The U.S. Senate has rejected an effort to repeal President Joe Biden's income-driven repayment policy for federal student loans.
The Senate, according to the Washington Examiner, did so on Wednesday. The final vote was 50 to 49, which suggests that the vote was along party lines - and, by and large, it was.
The one exception was U.S. Sen. Joe Manchin (D-WV), who voted with Senate Republicans. It also has to be noted that U.S. Sen. Tim Scott (R-SC) did not cast a vote.
At issue, here, is the Biden administration's new Income Driven Repayment regulation, which is known as the Saving on Valuable Education (SAVE) plan.
USA Today reports, "The SAVE plan is being implemented in two parts. This fall, borrowers are seeing a rise in income exemption for student loan payments from 150 percent to 225 percent above the federal poverty guidelines. Borrowers will also not see their unpaid interest grow."
"Next year, borrowers will receive other benefits such as monthly payments getting cut from 10 percent of discretionary income to 5 percent," the outlet adds.
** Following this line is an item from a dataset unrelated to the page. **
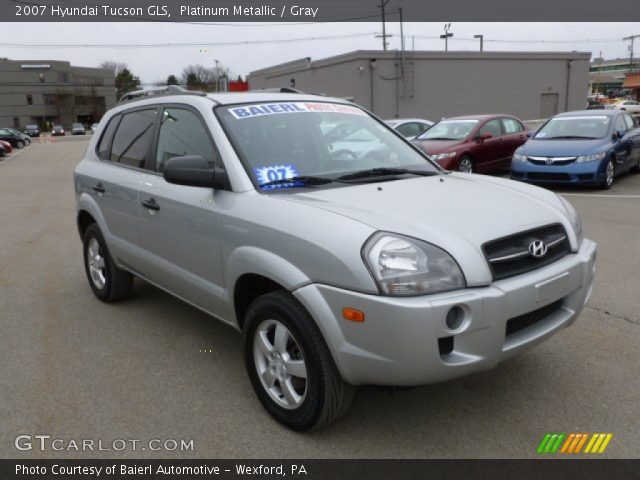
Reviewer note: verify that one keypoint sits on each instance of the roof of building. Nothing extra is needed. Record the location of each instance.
(307, 62)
U.S. Sen. Bill Cassidy (R-LA) is the one who introduced the Congressional Review Act (CRA) resolution on which the Senate voted on Wednesday. The CRA would have repealed the SAVE plan. But, the effort, as mentioned, fell just one vote short - meaning that Biden's SAVE plan will survive, at least for now.
Cassidy recently explained to the Examiner why it is that he is against the SAVE plan.
"This is erasing the whiteboard and you don't have to pay. Someone else is going to pay it for you," Cassidy said.
He added, "I think that's fundamentally unfair in a democracy. If the idea of a democracy is everyone is treated the same, this is not democracy."
The SAVE plan is just one way in which the Biden administration is trying to assist federal student loan borrowers. Most notably, Biden put forth a plan that would have canceled up to $20,000 in federal student loan debt, per borrower, so long as the borrower is currently making less than $125,000 per year. The plan, however, was struck down by the U.S. Supreme Court in June.
Since then, the Biden administration has been trying to find workarounds. The SAVE plan is one of these workarounds.
Thus far, Biden's Department of Education reports that it has canceled $127 billion in federal student loan debt.
This, of course, does not mean that the debt magically disappears. It just means that someone other than the borrower will be paying it.